This addresses the memory demands of KV cache in LLM inference, offering a practical speedup for AI applications, though it is incremental as it builds on existing self-speculative decoding with sparse attention.

The paper tackles the memory bottleneck in long-context LLM inference by proposing SpecAttn, a self-speculative decoding method that uses verification-guided sparse attention to improve draft token acceptance and reduce overhead, achieving 2.81× higher throughput than vanilla decoding and 1.29× improvement over state-of-the-art methods.

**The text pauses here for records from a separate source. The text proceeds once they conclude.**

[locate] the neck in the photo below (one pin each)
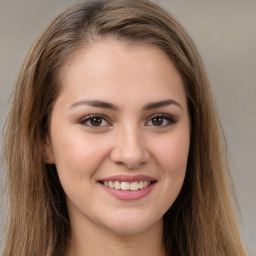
(87, 241)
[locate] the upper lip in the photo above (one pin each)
(128, 178)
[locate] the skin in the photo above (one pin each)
(126, 141)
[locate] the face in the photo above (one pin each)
(119, 136)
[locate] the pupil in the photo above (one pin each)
(96, 121)
(157, 121)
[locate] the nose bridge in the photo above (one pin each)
(129, 146)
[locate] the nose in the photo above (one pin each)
(129, 148)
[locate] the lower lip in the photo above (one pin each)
(128, 194)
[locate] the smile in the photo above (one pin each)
(123, 185)
(130, 188)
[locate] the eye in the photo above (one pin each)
(161, 120)
(95, 121)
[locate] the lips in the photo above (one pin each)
(128, 187)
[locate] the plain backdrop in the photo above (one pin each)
(225, 33)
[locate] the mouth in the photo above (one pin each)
(128, 187)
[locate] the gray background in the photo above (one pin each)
(225, 33)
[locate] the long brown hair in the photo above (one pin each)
(200, 222)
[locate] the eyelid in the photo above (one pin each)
(89, 117)
(169, 117)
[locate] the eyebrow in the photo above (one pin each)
(107, 105)
(96, 103)
(162, 103)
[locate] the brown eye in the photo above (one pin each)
(96, 121)
(161, 120)
(157, 121)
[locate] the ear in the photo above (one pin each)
(48, 155)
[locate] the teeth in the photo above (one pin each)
(123, 185)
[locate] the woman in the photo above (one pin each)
(112, 143)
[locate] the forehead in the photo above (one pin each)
(107, 68)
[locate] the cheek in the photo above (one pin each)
(172, 154)
(77, 157)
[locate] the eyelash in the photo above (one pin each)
(89, 119)
(165, 118)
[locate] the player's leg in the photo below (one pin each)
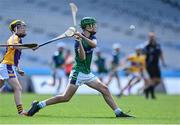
(103, 89)
(17, 94)
(1, 83)
(118, 80)
(65, 97)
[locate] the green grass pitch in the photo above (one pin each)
(91, 109)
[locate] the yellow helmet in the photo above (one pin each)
(15, 23)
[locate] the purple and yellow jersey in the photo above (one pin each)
(12, 55)
(137, 63)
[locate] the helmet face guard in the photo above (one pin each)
(18, 24)
(87, 21)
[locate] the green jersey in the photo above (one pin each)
(83, 65)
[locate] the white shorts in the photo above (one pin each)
(79, 78)
(7, 71)
(145, 75)
(60, 73)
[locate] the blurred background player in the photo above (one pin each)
(115, 66)
(69, 60)
(58, 65)
(137, 70)
(100, 62)
(10, 61)
(153, 53)
(81, 73)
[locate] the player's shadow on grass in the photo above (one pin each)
(67, 117)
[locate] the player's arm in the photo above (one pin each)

Long-context large language model (LLM) inference has become the norm for today's AI applications. However, it is severely bottlenecked by the increasing memory demands of its KV cache. Previous works have shown that self-speculative decoding with sparse attention, where tokens are drafted using a subset of the KV cache and verified in parallel with full KV cache, speeds up inference in a lossless way. However, this approach relies on standalone KV selection algorithms to select the KV entries used for drafting and overlooks that the criticality of each KV entry is inherently computed during verification. In this paper, we propose SpecAttn, a self-speculative decoding method with verification-guided sparse attention. SpecAttn identifies critical KV entries as a byproduct of verification and only loads these entries when drafting subsequent tokens. This not only improves draft token acceptance rate but also incurs low KV selection overhead, thereby improving decoding throughput. SpecAttn achieves 2.81$\times$ higher throughput over vanilla auto-regressive decoding and 1.29$\times$ improvement over state-of-the-art sparsity-based self-speculative decoding methods.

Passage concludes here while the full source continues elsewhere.